Comment Re:Why the backlash? (Score 1) 561

So you're saying he also shouldn't hire any whites either then right? Because that would, by your calculation, discriminate against all other non-white groups too!

But wait - using your logic we've now shown that it is immoral to hire *anybody*. So something must not be right...

Perhaps it is your definition of "discrimination" as "hiring person A rather than person B." Well that is certainly discrimination by a strict definition of the term and is perfectly acceptable.

BUT what we're talking about is "racial and gender discrimination" which is favoring one population over another based on biological rather than qualification attributes. So that's a bit different. From experimentation we know that men will be judged more competent at certain tasks (math, programming, other "male subjects") than women (from double-blinded tests done using the same exact resumes with recognizably male or female names). And we know this affects everybody (men and women across different groups). Then we can assume that Apple is probably discriminating (on at least a subconscious level) against women already if they aren't aware that they are since nothing will have been done to off-set this effect.

So some people would propose off-setting that amount consciously rather than allow it to continue as an unconscious bias in corporate hiring philosophy. They do this by changing hiring methodology (perhaps removing names from resumes, doing phone and remote interviews rather than in-person, etc.). Perhaps they take the percentage they know to be 'bias' and give a slight advantage to the minority (in some cases they will break the tie in favor against the internal bias).

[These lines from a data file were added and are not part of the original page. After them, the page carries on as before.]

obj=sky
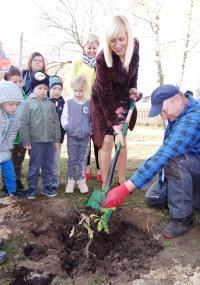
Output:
[0,0,200,93]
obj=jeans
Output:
[0,160,16,193]
[145,155,200,219]
[67,135,90,180]
[28,142,54,189]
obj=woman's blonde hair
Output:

So *this* is what you think will be "reverse-discrimination" then? Offsetting a known bias? I'm interested in hearing how you may think this is wrong - and even *more* interested in hearing your solutions to the problem.

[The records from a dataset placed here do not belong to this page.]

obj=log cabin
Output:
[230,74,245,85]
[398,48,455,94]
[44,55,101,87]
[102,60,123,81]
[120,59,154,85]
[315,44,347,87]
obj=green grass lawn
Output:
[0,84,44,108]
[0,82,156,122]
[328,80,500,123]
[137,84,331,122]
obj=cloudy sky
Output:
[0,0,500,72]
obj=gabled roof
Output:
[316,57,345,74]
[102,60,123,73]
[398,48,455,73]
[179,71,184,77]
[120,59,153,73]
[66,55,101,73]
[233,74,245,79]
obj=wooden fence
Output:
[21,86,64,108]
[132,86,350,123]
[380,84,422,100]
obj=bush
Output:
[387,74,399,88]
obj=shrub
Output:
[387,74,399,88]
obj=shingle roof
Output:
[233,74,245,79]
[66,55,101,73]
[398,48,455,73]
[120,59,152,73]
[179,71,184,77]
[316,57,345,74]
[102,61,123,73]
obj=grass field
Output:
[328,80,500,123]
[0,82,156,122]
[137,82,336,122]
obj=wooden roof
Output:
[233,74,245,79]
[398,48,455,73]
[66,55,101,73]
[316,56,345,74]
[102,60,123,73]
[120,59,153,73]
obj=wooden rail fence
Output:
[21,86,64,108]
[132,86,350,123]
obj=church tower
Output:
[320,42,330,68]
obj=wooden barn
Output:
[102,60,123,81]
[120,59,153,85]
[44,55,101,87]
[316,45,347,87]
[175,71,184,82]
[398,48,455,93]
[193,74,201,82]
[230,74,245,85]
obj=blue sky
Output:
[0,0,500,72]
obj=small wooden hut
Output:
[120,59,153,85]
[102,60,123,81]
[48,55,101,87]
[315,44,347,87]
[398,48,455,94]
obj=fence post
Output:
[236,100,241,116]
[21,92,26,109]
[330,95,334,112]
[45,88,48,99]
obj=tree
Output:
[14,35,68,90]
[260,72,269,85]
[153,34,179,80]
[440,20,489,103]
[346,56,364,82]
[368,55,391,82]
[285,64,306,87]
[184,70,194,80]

Comment Re:Stupid (Score 1) 561

Careful. Your assumptions are very telling. Did you know college girls are often much more likely to be steered away from "male subjects" by counselors? Or to be questioned "are you sure you want to do this?" rather than encouraged? And to be given menial tasks as grad students rather than challenging ones which, while harder, have greater payoff?

Did you just disregard all of the evidence that supports the above (and yes, there is evidence for it) and replace that with "girls don't like hard work?" Or were you genuinely ignorant of the above? If the latter then this is your opportunity to learn. If the former then I'm afraid you have some critical thinking skills to work on.

Obligatory XKCD even: http://xkcd.com/385/

Comment Re:Stupid (Score 1) 561

Your assumption is so horribly flawed. That is to say - you're assuming that the only reason to drop out is due to not being "obsessed with computers enough to excel." To begin with only a small percentage of students are "obsessed" with their subject. Others may be good, great, poor, etc. There's a spectrum. And I would say that the 5% females who did graduate are the ones who were obsessed. But to assume that all 95% of the remaining men *were* obsessed is just flawed reasoning.

When I was in school learning about the resistor color code a *teacher* told the students about the mnemonic "black boys rape only young girls but violet gives willingly." Sadly it's the only one I still remember...

But tell me - what does that do to inspire black students and girls to continue learning about electrical engineering?